Darkness
& Day
1951
Why had Edmund and Bridget Gaunt and their daughters been away from home? Because some decades earlier Edmund has fathered an illegitimate daughter.
BRIEF PLOT SUMMARY
In a stately late-Victorian country manor house, the aging Sir Ransom Chace presides over his two adult daughters - the cynical, self-serving Anne and the kinder Emma - while debating mortality, morality, and his own legacy with his closest friend. When his long-absent second son Edmund Gaunt returns home after years of self-imposed exile with his wife Bridget and their two young daughters, the family reunion carries an undercurrent of dread.
Edmund confesses a horrifying secret: years earlier he fathered an illegitimate child. He has now become convinced that Bridget - the orphan he married - is that very child. This horrifying belief turned their marriage into unwitting incest and made their two little girls both his daughters and his granddaughters. Meanwhile, the new governess Mildred Hallam arrives. Sir Ransom, nearing death, writes a letter that finally clears the confusion: there were two Miss Hallams (estranged cousins), and the two adopted girls were different. Bridget is not Edmund’s daughter after all.
Relief is short-lived. After Sir Ransom’s death, his will is read, and a hidden packet of photographs and a letter reveal the final devastating truth: Bridget is Sir Ransom’s own illegitimate daughter. The cottage girl in the old photographs is none other than the family cook, Mrs. Spruce, Bridget’s biological mother and Sir Ransom’s former lover.

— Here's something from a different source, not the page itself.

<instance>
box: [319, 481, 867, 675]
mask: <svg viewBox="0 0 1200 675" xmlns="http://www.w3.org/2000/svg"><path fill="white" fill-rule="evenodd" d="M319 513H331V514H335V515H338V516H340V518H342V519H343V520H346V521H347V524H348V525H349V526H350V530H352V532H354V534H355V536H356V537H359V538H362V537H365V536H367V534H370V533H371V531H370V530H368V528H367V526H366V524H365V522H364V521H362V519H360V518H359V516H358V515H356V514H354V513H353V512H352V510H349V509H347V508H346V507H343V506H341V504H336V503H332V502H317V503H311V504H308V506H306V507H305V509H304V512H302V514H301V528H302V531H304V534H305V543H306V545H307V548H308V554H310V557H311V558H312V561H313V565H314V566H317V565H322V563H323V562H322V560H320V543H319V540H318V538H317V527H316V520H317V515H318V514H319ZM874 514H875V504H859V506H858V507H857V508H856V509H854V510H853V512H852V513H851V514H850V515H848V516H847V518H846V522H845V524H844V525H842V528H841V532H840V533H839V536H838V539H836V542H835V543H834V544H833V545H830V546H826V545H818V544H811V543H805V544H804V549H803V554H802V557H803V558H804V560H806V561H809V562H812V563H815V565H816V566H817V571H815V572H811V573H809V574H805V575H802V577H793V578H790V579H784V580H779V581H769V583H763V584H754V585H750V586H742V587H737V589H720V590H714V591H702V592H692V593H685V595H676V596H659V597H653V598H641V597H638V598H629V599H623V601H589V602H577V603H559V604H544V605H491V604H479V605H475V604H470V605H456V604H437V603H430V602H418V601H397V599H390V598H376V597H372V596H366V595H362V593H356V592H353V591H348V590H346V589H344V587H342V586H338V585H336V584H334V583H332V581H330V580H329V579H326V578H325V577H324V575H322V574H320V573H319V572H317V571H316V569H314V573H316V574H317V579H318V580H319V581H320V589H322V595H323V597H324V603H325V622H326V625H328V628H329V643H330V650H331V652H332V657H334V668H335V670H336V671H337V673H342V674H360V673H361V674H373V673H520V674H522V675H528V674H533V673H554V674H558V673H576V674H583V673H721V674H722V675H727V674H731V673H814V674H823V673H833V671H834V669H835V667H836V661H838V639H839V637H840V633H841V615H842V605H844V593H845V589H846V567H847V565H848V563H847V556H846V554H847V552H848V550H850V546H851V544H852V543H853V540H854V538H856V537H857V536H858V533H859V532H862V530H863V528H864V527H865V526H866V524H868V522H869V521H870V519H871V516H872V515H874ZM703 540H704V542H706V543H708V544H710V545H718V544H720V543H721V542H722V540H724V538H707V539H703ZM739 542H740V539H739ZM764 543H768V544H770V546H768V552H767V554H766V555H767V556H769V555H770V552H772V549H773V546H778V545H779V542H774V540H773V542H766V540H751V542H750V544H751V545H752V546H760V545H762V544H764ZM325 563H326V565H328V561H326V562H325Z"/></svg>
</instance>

The families absorb the revelations in their usual manner - with polite silence, burning evidence, and careful avoidance of open scandal. Mrs. Spruce and Selina share one fleeting, knowing glance but say nothing. Mildred quietly leaves to live independently, while the younger generation is left to navigate the poisonous legacy of secrets, incestuous fears, and the darkness that has long shadowed their days.
CRITICAL ACCLAIM
"There is no book of Miss Compton-Burnett's that has not its violent shock, as trim and tidy as a handgrenade and as destructive potentially."